For some, quarantine is optimal. A moment of reflection, of re-connection, easy in flip flops, with a cocktail or coffee. For others, this is a desperate financial and family crisis and mental health crisis. Some are safe in their homes while others must go into the front line and face this virus head on.”
Even in the same family we each experience the storm in different ways. For example, I’m working from home. I’m finishing my new book, shooting videos, talking to clients, and creating blog posts like this one. My wife, on the other hand, puts on her scrubs every morning and heads to the medical office to see patients. She comes home to the same shelter I’ve been in, but she spent her days doing very different things and dealing with very different problems.
Even though we share our lives together, Gloria and I are in the same storm but not the same boat.
It’s the same for you, your family, and your friends. You and each of them are experiencing this crisis in very different ways.
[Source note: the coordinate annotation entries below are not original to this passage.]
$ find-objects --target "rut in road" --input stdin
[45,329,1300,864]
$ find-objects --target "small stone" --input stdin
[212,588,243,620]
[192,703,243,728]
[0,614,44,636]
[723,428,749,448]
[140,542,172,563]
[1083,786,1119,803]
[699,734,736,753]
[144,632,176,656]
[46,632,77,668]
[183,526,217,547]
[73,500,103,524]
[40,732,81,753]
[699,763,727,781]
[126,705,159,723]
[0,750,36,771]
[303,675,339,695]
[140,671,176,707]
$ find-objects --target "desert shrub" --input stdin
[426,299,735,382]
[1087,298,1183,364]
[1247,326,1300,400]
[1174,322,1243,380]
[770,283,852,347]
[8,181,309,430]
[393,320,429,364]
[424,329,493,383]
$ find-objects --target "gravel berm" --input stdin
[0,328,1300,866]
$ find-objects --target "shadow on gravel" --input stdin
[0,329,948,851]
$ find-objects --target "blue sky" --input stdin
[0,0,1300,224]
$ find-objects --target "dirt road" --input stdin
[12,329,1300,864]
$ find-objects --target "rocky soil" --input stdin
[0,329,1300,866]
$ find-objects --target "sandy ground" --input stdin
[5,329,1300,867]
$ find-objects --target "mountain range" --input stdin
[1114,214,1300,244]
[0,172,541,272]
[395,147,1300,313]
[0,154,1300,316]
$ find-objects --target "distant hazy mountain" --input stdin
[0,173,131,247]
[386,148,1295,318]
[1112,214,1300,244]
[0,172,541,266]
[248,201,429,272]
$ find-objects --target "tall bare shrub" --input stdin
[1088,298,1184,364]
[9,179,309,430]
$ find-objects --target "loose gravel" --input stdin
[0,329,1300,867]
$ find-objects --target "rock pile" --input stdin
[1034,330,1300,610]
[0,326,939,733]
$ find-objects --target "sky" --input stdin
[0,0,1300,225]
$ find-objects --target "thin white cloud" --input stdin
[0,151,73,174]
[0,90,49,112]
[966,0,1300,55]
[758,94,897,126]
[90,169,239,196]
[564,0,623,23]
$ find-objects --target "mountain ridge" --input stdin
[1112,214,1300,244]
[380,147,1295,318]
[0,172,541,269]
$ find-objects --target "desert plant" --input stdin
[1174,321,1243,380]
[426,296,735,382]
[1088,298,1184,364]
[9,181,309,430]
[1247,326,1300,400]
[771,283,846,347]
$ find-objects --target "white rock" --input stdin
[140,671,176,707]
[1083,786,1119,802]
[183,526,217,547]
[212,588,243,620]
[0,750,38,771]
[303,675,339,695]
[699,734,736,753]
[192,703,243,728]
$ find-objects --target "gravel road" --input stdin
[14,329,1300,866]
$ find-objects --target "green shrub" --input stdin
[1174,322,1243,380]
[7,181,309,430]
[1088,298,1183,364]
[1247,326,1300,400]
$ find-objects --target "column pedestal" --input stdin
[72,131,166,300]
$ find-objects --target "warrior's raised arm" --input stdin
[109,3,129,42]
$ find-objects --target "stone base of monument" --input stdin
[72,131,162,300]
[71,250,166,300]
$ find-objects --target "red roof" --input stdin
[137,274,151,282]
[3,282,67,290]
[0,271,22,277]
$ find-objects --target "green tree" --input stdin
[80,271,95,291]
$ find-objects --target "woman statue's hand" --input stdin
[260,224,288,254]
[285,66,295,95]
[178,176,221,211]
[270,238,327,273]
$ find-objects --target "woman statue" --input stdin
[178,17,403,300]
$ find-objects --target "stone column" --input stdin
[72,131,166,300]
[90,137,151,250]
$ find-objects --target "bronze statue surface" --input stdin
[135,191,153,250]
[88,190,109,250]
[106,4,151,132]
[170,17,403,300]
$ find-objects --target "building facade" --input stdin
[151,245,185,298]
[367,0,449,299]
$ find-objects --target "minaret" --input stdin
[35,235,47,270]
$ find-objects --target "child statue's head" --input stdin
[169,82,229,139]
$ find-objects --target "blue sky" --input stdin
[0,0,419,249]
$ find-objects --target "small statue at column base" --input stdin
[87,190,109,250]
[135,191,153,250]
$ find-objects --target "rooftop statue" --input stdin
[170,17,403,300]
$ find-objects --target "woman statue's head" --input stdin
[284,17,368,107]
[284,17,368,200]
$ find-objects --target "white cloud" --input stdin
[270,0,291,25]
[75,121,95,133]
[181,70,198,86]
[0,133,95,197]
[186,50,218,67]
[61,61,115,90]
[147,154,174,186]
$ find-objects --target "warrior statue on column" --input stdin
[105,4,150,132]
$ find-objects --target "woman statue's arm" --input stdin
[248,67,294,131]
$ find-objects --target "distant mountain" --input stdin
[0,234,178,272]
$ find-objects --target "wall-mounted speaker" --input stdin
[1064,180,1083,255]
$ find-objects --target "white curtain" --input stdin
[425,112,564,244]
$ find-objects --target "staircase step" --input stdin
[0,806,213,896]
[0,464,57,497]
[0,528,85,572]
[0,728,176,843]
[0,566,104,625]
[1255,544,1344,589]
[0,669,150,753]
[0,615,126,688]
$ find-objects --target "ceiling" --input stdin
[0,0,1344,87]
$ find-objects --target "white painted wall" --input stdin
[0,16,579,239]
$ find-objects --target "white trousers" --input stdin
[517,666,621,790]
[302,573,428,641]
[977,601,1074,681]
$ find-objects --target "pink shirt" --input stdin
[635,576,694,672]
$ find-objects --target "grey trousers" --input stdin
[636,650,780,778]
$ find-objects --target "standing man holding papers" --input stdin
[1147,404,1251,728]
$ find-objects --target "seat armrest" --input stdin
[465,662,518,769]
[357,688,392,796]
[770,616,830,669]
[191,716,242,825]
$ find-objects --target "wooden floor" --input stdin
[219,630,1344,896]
And, it’s the same for your clients and customers. Each of them is dealing with their situation in their own way, with their own problems and concerns and their own solutions.
Continuing your profitable relationships with them, and positioning you or your company for further business with them, therefore, requires that you understand what they are going through. Not what you think they’re going through, nor what you would do if you were them, but actually what they are feeling, thinking, and doing.
What’s the easiest way to find this out?
It’s simple. Just ask them.
Drop them a note, send them a text or an email, or give them a call. Ask them how they are. Ask them what they’re going through. Ask them how they’re feeling. Ask them how they’re coping. And then do two more things:
Shut up and listen to what they say. Really listen.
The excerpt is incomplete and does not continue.